Mr. Thomas Hucklebridge, butcher, attended on summons issued at the instance of Wm. Sercombe, a labouring man, whose statement was that his son, a lad, being in the employ of the plumber having the contract for laying pipes for the New Gas Company, and being engaged in attending to the melted lead in the Butcherow, three sheep belonging to Mr. Hucklebridge were driven by, who forcing themselves on abreast, the molten lead was upset, the lad throwndown, and his legs severely scalded. In this no blame appeared to attach to the person having the care of the sheep, and Sercombe was told that however deplorable this accident might be, he could make out no case against Mr. Hucklebridge; but the Mayor said, he would speak to the Chairman of the Gas Company, and see if any pecuniary recompense could in that way be obtained for him.

1917 Guildhall 

Dressed in Women's Clothes

At Exeter yesterday, CHARLES WEBB STONE, who was staying at a hotel in the town, pleaded "Guilty" to a charge of being an absentee.

The Chief Constable said that the defendant. who had been a jeweller's manager in London, went to Exeter on August 15. With his wife he arrived at a hotel dressed as a female, and on the registration form described himself as a British subject, giving the name of Florence Budd. Later he was seen by detectives, who ascertained that he was a man. When asked for his registration card he said that had destroyed it. He was passed for general service, and had been an absentee since March 3.

The defendant asked for a lenient view to be taken of the case, and said that he would do his very best to fulfil his duty in the Army. He added that he was on his way back to London to give himself up when he was arrested.

The MAYOR said that it looked as if the defendant was trying to evade service.

The defendant said that he only put woman's clothes on on this one occasion.

The MAYOR. - It is a very serious and silly offence. You will pay £5.

On a further charge against the defendant of not producing his certificate of registration when requested to do so, the prisoner was fined 10s.

The defendant was subsequently taken to barracks under escort.

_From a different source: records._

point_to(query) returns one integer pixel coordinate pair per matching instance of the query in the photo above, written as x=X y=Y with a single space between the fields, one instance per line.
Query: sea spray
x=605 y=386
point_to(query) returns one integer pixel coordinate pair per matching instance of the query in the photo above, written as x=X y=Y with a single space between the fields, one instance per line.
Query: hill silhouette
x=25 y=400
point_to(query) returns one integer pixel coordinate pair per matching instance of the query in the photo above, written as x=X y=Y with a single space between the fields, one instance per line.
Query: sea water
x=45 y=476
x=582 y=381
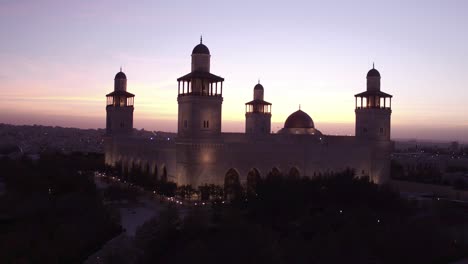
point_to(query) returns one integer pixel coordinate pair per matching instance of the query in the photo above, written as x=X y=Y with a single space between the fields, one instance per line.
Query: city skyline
x=303 y=53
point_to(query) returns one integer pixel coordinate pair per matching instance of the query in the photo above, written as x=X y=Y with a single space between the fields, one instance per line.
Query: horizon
x=60 y=76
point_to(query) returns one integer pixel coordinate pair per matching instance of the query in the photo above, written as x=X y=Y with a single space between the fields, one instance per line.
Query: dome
x=258 y=87
x=201 y=49
x=120 y=75
x=373 y=73
x=299 y=119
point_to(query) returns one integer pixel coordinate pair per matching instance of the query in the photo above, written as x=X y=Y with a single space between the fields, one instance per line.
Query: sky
x=58 y=60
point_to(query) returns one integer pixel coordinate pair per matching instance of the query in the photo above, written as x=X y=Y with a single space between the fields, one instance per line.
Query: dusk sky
x=58 y=60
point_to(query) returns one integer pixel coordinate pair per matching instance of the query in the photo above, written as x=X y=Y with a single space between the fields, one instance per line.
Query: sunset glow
x=58 y=60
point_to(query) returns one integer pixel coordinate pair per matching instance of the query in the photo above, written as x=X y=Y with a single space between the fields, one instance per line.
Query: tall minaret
x=199 y=142
x=258 y=113
x=200 y=98
x=119 y=120
x=373 y=110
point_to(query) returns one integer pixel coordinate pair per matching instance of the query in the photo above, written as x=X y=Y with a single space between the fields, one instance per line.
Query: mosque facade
x=202 y=154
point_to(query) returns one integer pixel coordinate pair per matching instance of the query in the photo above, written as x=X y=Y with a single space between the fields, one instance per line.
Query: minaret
x=373 y=110
x=199 y=144
x=258 y=113
x=200 y=98
x=119 y=120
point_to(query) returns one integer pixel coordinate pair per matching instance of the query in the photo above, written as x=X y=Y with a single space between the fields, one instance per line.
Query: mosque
x=202 y=154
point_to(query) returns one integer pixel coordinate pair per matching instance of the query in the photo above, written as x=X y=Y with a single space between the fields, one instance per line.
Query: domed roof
x=373 y=73
x=258 y=87
x=299 y=119
x=120 y=75
x=201 y=49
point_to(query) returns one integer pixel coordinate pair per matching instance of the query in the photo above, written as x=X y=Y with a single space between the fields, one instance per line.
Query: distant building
x=202 y=154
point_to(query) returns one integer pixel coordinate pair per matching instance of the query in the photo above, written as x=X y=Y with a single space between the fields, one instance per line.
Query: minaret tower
x=199 y=144
x=200 y=98
x=119 y=120
x=258 y=113
x=373 y=110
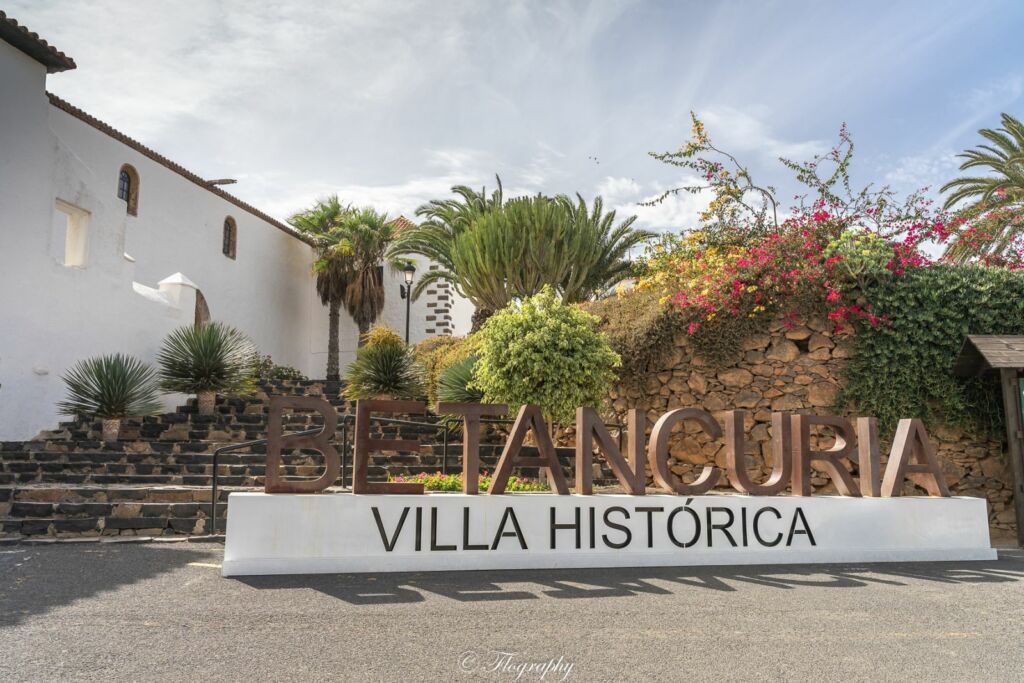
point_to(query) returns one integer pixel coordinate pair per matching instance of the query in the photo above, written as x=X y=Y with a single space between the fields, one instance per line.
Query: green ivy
x=903 y=367
x=545 y=352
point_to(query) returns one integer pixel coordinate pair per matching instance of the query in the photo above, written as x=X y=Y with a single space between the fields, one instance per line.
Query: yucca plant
x=111 y=387
x=206 y=359
x=455 y=383
x=384 y=368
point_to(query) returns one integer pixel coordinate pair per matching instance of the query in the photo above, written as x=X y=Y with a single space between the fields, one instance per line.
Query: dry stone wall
x=797 y=370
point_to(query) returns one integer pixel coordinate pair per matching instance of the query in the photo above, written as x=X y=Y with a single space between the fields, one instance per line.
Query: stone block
x=782 y=350
x=822 y=394
x=697 y=383
x=735 y=377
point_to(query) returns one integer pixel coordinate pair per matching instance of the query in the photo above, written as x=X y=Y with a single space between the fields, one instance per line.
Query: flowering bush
x=743 y=266
x=437 y=481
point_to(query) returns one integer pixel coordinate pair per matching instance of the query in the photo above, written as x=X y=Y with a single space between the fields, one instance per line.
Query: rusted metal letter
x=364 y=444
x=471 y=438
x=631 y=474
x=275 y=440
x=867 y=457
x=529 y=416
x=657 y=453
x=832 y=459
x=912 y=453
x=735 y=458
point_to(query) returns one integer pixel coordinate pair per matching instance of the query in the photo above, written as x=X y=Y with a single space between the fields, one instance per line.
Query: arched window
x=230 y=239
x=128 y=187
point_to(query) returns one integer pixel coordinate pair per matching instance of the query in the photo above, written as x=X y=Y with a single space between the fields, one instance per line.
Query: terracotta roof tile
x=37 y=48
x=167 y=163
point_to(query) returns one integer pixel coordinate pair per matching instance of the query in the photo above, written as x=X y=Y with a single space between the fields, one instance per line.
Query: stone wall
x=799 y=370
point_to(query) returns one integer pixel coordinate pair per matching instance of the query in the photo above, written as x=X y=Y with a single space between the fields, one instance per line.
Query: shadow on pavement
x=569 y=584
x=35 y=580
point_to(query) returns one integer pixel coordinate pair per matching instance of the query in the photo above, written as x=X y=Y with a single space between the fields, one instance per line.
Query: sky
x=390 y=103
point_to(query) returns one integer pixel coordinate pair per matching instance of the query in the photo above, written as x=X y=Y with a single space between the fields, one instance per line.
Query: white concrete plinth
x=342 y=532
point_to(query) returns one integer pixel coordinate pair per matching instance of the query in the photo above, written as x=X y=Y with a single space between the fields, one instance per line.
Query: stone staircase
x=157 y=478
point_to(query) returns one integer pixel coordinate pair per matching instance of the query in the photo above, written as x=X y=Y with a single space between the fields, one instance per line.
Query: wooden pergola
x=986 y=353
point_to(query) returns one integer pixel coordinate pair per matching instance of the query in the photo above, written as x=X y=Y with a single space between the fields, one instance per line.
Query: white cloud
x=733 y=129
x=929 y=170
x=674 y=213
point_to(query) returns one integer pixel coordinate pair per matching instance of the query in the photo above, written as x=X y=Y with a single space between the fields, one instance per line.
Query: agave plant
x=455 y=383
x=206 y=359
x=384 y=367
x=111 y=387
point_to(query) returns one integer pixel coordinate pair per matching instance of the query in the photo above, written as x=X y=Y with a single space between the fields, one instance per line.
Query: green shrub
x=383 y=367
x=435 y=354
x=453 y=482
x=902 y=367
x=263 y=368
x=545 y=352
x=111 y=387
x=456 y=383
x=863 y=256
x=212 y=356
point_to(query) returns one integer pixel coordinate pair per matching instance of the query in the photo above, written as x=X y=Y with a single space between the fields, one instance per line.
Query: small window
x=128 y=188
x=230 y=238
x=71 y=231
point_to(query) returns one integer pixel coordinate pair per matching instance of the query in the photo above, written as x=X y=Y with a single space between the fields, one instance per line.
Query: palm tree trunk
x=480 y=316
x=333 y=350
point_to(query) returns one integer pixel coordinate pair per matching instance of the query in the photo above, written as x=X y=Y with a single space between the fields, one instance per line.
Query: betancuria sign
x=395 y=527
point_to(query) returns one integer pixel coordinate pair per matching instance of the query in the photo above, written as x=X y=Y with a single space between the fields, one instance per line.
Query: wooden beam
x=1015 y=441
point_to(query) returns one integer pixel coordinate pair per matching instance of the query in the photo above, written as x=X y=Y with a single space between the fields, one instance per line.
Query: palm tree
x=602 y=256
x=494 y=252
x=999 y=195
x=320 y=222
x=444 y=221
x=363 y=239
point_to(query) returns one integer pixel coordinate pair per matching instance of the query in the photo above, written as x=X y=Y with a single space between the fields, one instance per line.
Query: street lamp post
x=407 y=292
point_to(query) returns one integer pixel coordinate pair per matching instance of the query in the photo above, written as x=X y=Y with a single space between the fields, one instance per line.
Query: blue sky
x=390 y=103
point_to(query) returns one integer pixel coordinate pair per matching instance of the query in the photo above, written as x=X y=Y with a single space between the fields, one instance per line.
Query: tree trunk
x=334 y=318
x=480 y=316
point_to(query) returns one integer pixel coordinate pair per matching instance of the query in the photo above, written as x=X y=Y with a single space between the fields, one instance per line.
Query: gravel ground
x=162 y=612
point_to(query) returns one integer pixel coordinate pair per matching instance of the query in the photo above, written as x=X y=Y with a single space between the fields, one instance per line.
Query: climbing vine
x=904 y=368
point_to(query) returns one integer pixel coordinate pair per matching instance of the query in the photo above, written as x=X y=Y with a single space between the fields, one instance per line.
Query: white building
x=107 y=246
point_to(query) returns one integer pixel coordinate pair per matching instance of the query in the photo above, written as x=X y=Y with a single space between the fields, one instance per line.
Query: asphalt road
x=163 y=612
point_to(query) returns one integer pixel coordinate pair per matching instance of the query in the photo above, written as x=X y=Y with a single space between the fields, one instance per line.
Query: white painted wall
x=53 y=314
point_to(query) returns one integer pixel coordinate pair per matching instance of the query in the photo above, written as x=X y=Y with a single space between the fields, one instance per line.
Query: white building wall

His wife, who had been in Court, walked him and shielded him from photographers.

1852 Guildhall 

A Lost or Stolen Dog?

FRED SIMMS was charged with stealing a dog, the property of Richard Darke, of Stoke Cottage, Heavitree. On Monday week complainant was in St. Sidwells, and his dog with him, while he was in a house he missed his dog, and heard Mr Simms had got it.
Mr. Simms admitted he had the dog, and said it was his own, and that he lost it two years ago.

The Magistrates decided they could not hear the case, as it was of disputed ownership, and the parties left the Court; before the complainant did so, however, he was informed that there was three and sixpence to pay, at which he looked quite queer, and entertained but a sorry opinion of British jurisprudence; having forked out he left the Court, in the belief that "ourt to ha more than that vur dree an six."

1866 Guildhall 

Hardened Criminals!

WILLIAM WARREN, HENRY WESTCOTT, NATHANIEL HANNAFORD, and EDWIN RICE, between seven and eight years of age, were sentenced to be imprisoned till six o'clock that evening and soundly flogged, for stealing 12s. from the till of Mrs. Western, of St. Sidwells.